Jerzy Kaźmirkiewicz (Polish pronunciation: [ˈjɛʐɨ kaʑmirˈkʲevit͡ʂ]; 24 April 1924 – 21 May 1977) was a Polish scientist and university professor, a specialist in wood industry at the Warsaw Agricultural University (SGGW).
Biography
He was born 24 April 1924 in Gąsewo near Pułtusk, Poland, to a family of a teacher at the local manor. Before the war the family moved to Pułtusk, where Jerzy's father became a teacher at the local primary school. There Kaźmirkiewicz formed a Scouting troop for boys.[1] Shortly after the outbreak of the Polish Defensive War and the German take-over of Poland, both Jerzy and his father found themselves on the proscription lists of the Gestapo. Arrested in December 1939, both were sent through Auschwitz and the Dachau concentration camp to Mauthausen-Gusen concentration camp, where they spent the entire war as political prisoners.[1]

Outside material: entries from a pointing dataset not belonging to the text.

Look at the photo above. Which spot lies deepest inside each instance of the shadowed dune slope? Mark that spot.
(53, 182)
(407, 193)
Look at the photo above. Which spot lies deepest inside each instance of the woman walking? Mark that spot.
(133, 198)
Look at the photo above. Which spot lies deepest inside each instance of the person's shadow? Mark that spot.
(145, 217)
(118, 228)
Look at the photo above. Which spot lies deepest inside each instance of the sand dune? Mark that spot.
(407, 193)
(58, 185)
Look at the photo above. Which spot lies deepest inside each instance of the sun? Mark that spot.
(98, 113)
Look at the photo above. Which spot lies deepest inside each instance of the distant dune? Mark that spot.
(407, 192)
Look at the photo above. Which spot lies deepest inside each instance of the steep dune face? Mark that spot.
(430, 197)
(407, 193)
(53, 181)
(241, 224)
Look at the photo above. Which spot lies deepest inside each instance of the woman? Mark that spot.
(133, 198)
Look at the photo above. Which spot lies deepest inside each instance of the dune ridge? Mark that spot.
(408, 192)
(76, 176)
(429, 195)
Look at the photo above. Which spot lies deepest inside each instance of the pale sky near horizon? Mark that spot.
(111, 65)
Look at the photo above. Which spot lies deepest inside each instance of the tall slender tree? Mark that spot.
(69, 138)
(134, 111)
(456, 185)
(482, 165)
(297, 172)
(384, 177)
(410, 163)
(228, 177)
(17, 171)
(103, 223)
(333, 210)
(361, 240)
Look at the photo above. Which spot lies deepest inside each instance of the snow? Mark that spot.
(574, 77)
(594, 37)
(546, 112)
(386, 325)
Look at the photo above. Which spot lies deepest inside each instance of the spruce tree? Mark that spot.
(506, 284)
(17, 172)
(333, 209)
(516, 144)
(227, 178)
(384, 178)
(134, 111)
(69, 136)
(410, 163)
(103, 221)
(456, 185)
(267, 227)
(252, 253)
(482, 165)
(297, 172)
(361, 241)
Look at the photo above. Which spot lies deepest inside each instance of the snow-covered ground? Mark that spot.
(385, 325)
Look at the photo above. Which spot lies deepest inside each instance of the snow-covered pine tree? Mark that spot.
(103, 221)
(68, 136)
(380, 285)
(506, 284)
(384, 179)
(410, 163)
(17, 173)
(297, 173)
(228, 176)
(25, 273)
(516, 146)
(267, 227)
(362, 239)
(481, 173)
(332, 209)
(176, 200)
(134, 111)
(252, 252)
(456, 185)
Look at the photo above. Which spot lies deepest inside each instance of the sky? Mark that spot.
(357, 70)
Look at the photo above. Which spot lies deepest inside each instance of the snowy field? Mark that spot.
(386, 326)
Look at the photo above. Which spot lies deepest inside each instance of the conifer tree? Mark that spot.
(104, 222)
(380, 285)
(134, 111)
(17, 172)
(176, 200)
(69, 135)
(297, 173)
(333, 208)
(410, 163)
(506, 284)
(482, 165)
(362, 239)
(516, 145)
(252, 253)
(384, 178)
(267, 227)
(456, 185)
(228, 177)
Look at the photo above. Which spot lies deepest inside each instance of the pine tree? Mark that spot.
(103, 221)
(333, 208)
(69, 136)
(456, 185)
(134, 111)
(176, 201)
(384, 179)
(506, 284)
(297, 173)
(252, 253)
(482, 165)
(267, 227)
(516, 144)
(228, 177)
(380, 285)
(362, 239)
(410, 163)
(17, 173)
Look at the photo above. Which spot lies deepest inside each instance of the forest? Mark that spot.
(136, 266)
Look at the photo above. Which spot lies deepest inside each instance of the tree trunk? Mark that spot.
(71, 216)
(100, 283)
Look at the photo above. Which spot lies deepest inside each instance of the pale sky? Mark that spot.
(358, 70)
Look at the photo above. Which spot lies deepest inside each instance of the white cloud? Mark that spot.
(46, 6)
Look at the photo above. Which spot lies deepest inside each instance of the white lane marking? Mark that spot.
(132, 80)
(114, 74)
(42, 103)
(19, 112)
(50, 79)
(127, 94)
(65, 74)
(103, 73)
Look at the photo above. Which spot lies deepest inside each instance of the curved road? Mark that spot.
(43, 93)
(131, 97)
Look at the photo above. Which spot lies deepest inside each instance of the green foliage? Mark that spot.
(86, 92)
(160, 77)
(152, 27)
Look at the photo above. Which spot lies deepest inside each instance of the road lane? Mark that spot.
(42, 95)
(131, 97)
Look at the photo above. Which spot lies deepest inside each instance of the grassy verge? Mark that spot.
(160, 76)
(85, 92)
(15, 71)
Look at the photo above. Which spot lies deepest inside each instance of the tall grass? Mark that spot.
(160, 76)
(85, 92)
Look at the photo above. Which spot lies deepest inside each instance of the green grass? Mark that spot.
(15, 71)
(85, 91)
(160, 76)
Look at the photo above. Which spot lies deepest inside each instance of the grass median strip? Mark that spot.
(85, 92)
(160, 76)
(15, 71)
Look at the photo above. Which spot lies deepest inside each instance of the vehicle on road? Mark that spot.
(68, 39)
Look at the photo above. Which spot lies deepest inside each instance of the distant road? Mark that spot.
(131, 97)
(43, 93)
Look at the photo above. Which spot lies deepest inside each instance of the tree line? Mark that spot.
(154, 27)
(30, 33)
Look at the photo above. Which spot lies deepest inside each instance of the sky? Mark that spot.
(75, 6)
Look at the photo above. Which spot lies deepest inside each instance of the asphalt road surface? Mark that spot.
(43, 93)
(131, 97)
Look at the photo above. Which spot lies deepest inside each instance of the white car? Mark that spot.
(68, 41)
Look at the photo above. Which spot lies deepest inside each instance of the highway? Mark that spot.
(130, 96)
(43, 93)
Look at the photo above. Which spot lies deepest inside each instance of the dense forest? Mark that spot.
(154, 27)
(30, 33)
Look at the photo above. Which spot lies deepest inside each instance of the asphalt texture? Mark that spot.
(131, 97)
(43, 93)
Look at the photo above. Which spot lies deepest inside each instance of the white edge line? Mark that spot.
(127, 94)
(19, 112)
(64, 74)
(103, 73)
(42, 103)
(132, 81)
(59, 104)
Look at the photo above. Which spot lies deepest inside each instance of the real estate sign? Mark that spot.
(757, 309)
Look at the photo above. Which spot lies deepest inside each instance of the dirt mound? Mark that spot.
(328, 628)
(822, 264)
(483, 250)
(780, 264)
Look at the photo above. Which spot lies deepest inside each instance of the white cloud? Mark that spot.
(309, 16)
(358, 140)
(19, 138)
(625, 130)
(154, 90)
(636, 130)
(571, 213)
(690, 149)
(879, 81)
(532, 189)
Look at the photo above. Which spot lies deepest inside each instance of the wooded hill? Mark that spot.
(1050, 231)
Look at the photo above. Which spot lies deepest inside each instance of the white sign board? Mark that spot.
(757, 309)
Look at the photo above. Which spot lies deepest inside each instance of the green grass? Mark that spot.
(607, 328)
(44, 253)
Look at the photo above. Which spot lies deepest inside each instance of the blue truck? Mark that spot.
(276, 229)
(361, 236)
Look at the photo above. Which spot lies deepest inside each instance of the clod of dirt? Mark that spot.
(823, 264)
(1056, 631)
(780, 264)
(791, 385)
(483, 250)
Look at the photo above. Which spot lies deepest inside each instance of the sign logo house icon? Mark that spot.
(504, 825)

Liberated in 1945, they returned to Pułtusk, where Jerzy recreated the scouting troop in the school, now headed by his father. After his matura exam, he graduated from the Warsaw-based Main School of Agriculture and started his university career there. With the grade of docent he became the head of the Faculty of Wood Technology (WTD). One of the most notable specialists in technology of wood processing, he authored numerous works on the topic. He also became a co-founder of several wood processing plants in Poland and Yugoslavia. Apart from his university career, he was an active member of the ZBoWiD veterans organization and initiator of the construction of several neighbourhoods in the city of Warsaw financed by the university workers. He died of a stroke on 21 May 1977 and is buried at the Powązki Cemetery.
References
Citations
- 1 2 Dobosiewicz 1980, pp. 126–127.
Bibliography
- Dobosiewicz, Stanisław (1980). Mauthausen/Gusen; Samoobrona i konspiracja [Mauthausen/Gusen: self-defence and underground] (in Polish). Warsaw: Wydawnictwa MON. p. 486. ISBN 83-11-06497-0.